Cari Baylor of  Baylor Trucking (John Sommers II for Transport Topics

“Business is good,” said Cari Baylor, president of Baylor Trucking. “We’ve seen strong volumes and rising rates consistent all year. For fall freight, I think it’s going to be a peak season like we’ve never seen before. One of the things that we learned last year is because of the labor constraints, although the volume was there, we couldn’t get our trailers emptied.”

Baylor added that was a significant issue and so she took all of those variables that she learned and put it into her 2021 Q4 forecast. She then provided capacity numbers to her shippers and new pricing.

“I think it’s going to be exceptional,” Baylor said. “I know a lot of families are pre-ordering their holiday merchandise, hoarding and stocking up on holiday gifts. So I think that’s going to have an impact. But I do think it will be a peak season like we haven’t seen before.”

“Even manufacturing is doing well,” Costello said. “We’re going to talk about the supply chain. You heard it yesterday. It’s been a theme, obviously, throughout this conference. But even with those problems, we’re still up 7.3% this year. Now some of that’s easy comparisons, no doubt about it, from a softer period before. But in the end, we’re going to build more stuff in the U.S.”

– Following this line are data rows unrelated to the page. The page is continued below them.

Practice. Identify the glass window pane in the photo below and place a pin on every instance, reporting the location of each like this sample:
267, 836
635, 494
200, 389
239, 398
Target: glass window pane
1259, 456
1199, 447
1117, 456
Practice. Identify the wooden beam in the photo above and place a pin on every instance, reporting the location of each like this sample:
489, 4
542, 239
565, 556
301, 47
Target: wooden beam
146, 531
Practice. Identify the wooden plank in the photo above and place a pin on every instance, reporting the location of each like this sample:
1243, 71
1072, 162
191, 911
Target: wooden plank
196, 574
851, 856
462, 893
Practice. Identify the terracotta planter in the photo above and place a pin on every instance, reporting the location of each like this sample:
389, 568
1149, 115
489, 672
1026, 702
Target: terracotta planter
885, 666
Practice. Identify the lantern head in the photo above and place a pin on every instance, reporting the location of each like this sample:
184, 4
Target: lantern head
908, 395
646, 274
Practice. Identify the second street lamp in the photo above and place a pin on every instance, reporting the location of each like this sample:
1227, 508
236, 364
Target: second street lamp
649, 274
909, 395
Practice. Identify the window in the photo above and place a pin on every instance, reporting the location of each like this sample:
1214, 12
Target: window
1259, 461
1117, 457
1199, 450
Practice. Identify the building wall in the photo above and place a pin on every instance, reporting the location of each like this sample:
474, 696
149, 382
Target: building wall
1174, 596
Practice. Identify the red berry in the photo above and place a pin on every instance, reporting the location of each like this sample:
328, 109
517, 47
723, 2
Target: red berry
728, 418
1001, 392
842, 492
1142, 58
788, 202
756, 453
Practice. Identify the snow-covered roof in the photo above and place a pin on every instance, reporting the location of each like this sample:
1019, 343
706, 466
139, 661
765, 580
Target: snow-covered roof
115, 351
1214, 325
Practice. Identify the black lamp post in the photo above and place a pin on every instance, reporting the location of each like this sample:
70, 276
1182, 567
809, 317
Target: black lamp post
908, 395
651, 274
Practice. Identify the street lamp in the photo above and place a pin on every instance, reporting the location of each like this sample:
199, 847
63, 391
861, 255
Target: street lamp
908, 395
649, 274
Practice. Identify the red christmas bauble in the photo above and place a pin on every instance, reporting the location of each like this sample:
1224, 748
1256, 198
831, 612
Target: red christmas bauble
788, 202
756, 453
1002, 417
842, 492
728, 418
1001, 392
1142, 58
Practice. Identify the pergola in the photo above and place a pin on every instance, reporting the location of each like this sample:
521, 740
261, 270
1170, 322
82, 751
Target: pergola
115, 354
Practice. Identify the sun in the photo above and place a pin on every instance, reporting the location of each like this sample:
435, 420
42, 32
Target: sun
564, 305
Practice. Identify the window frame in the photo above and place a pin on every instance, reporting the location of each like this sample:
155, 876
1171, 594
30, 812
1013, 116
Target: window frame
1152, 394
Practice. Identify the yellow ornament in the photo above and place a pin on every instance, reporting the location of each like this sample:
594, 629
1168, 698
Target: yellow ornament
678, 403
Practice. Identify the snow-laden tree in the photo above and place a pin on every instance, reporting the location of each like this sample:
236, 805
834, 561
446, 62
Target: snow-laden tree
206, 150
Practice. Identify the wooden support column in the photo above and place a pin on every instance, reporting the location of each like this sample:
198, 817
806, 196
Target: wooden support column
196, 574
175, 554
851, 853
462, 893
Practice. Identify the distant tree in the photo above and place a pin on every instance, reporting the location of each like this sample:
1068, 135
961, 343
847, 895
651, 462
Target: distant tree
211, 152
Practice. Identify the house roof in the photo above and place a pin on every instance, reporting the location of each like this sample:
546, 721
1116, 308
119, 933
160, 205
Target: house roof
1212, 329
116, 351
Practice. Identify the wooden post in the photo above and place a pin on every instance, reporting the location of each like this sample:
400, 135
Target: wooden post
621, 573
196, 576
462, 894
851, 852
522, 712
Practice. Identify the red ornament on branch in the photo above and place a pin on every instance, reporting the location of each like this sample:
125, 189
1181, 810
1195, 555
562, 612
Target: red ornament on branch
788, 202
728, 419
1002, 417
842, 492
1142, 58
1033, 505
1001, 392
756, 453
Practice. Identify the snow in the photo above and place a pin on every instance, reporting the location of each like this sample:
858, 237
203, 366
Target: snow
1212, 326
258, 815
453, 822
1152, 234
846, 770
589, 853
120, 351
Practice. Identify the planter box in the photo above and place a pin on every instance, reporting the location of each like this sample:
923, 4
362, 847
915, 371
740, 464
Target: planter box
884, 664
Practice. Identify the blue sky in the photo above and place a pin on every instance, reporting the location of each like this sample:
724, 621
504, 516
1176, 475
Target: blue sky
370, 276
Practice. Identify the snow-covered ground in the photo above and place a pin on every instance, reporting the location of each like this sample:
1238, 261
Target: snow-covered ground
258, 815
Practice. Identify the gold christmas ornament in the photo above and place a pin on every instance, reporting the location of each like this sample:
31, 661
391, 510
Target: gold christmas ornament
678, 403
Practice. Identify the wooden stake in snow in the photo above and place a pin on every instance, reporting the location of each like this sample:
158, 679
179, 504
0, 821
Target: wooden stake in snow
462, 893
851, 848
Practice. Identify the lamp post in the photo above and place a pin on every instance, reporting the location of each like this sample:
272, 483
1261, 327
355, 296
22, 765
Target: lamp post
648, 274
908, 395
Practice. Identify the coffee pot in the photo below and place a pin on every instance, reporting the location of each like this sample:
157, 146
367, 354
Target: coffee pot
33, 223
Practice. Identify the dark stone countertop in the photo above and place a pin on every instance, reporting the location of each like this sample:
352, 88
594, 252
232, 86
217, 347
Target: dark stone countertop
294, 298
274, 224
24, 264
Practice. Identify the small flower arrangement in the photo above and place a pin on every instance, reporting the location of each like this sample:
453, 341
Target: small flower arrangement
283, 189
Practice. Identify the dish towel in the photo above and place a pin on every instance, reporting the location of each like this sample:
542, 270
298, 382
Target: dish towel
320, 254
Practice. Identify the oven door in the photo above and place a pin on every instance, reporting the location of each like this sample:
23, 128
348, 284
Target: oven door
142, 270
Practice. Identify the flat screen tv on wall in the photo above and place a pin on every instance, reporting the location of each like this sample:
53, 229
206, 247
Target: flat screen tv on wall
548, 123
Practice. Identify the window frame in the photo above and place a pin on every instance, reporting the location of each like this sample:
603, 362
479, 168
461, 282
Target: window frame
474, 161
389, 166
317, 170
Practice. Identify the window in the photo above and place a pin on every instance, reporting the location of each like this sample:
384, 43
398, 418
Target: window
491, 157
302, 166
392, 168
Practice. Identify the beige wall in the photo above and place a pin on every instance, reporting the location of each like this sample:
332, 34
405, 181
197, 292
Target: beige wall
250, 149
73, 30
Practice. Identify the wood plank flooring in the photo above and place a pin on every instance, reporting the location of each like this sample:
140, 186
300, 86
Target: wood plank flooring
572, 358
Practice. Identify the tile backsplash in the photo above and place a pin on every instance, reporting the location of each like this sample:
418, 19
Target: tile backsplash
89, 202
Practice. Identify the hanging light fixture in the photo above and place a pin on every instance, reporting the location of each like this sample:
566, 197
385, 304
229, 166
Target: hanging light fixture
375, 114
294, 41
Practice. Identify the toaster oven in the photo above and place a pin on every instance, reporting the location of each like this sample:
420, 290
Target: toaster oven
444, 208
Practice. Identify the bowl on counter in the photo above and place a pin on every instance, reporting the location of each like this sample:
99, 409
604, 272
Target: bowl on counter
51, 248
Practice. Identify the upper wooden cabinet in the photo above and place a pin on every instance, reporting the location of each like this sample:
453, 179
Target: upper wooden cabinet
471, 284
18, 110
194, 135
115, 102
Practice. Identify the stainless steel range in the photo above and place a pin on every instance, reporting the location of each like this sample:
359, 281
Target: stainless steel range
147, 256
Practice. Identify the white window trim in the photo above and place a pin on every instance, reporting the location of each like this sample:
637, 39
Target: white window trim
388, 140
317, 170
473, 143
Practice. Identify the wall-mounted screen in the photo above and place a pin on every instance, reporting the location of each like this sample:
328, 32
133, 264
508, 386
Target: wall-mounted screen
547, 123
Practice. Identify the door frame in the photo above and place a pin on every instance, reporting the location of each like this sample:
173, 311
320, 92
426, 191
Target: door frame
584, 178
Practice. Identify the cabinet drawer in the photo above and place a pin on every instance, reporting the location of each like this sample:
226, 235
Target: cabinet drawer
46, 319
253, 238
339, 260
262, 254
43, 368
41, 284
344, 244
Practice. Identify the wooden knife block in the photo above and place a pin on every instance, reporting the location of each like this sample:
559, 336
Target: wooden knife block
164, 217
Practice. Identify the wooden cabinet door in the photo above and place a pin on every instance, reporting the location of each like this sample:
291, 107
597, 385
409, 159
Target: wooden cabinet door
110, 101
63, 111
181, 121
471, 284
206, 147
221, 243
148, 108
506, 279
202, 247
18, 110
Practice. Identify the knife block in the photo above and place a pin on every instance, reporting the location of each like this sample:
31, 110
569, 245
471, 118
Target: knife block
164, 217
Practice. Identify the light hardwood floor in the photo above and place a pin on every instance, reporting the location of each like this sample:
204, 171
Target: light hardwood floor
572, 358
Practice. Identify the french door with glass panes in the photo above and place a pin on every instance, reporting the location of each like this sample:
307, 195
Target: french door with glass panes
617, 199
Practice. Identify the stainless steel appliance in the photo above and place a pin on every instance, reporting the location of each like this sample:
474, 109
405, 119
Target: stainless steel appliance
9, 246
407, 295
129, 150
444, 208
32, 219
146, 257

Costello highlighted that there still are problems impacting the trucking industry despite the generally good broader trends. Total for-hire contracted truckload freight loads are down 3.9% since last year. But spot market load postings are up 35%. Less-than-truckload tonnage is up 8.3%.

“I just told you the economy is good,” Costello said. “And yet … contract freight is off this year. That is a supply-side story. So where are those loads going? Are shippers going to the contract carriers? It’s going to the spot.”

Costello added that LTL also is benefiting because shippers are trying to get those loads moved and they’re moving some goods over to the LTL sector. E-commerce is helping LTL as well, he noted.


Shameek Konar of Pilot Flying J (John Sommers II for Transport Topics)

Pilot Flying J CEO Shameek Konar is facing the markets on different fronts, having travel centers and a fleet of trucks within his business.

“For us, it’s almost two different stories,” Konar said. “I think when we look at the industry, it feels like diesel volumes are down 3% from 2019. And that’s a combination of a variety of factors. Everything from truck shortages, driver shortages and so on. On the gasoline side, it doesn’t feel like the economy is back to what we had experienced back in 2019.”

Konar added that he makes comparisons to 2019 because some 2020 numbers are easy to beat. So it doesn’t give as clear a picture of current conditions.

“We sell a lot of retail merchandise and food,” Konar said. “Retail sales are up pretty substantially … and I think we were working as a surrogate for grocery stores at times. But on the other side … we are struggling from a supply chain perspective. We do not have as many drivers as we may need.”